Arrêtez de recadrer, commencez à repenser

C'est ici que je vais peut-être vous surprendre. Mon grand déclic, ça a été de comprendre qu'adapter une vidéo horizontale, ce n'est pas forcément faire un zoom dedans. Parfois, la meilleure façon de passer au vertical, c'est de changer radicalement la structure de l'image. C'est mon angle d'attaque aujourd'hui : le re-cadrage dynamique manuel est souvent moins efficace qu'un montage narratif repensé spécifiquement pour le format vertical.

Au lieu de zoomer comme un sourd sur un seul plan, pourquoi ne pas en mettre deux ? On appelle ça le "Split Screen". Vous mettez une vidéo en haut et une autre en bas. Ou alors, vous gardez votre vidéo horizontale au centre, et vous floutez le fond pour remplir les bandes noires en haut et en bas. Ce n'est pas toujours esthétique pour du cinéma, mais pour un tuto ou un vlog, ça sauve la mise et ça permet de garder toute l'image originale sans sacrifier le ratio 16:9 de base.

J'ai testé ça sur une vidéo de cuisine pour ma sœur. Au lieu de galérer à montrer ses mains ET son visage en zoomant, j'ai mis son visage en haut et ses mains en bas. Ça raconte beaucoup mieux l'histoire et ça évite les mouvements de caméra virtuels qui donnent le mal de mer.

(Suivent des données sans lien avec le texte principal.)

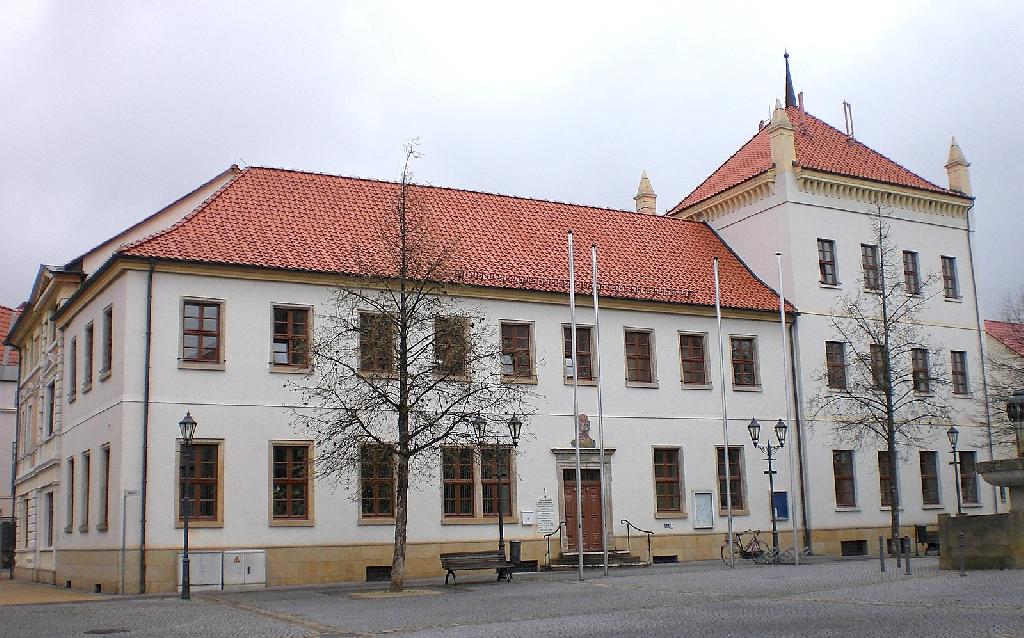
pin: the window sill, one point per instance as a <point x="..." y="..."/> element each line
<point x="194" y="524"/>
<point x="383" y="520"/>
<point x="641" y="384"/>
<point x="183" y="365"/>
<point x="530" y="380"/>
<point x="568" y="381"/>
<point x="478" y="520"/>
<point x="673" y="514"/>
<point x="291" y="522"/>
<point x="290" y="370"/>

Exemple de montage vidéo en split-screen pour format vertical Instagram Reels

Mes réflexes pour un export qui ne ressemble pas à de la purée

Une fois qu'on a bien cadré, il reste l'export. C'est là qu'on peut tout gâcher. Comme on a souvent zoomé dans l'image source, on a tendance à perdre en piqué. Mon conseil de bidouilleur : si vous pouvez, filmez vos sources horizontales en 4K même si vous voulez sortir du 1080x1920. Ça vous donne une marge de manœuvre énorme pour zoomer sans que les pixels ne bavent trop.

Et n'oubliez pas le son. Sur les formats courts verticaux, on zappe en une fraction de seconde si l'ambiance n'est pas là. D'ailleurs, quand je galère sur l'ambiance de mes Reels, je repense à ce que j'avais écrit sur où trouver de la musique libre de droits pour ses vidéos YouTube parce que le son, en vertical, ça fait une énorme partie du boulot pour garder l'attention.

Aujourd'hui, je ne me bats plus avec mes fichiers. J'accepte les limites du format et je privilégie la clarté sur l'esthétique pure. Si un plan ne rentre pas en vertical, je ne force pas, je change de plan ou je change de mise en page. Le montage, c'est surtout l'art de s'adapter à ce qu'on a, pas de pleurer sur ce qu'on a perdu en tournant l'écran de 90 degrés.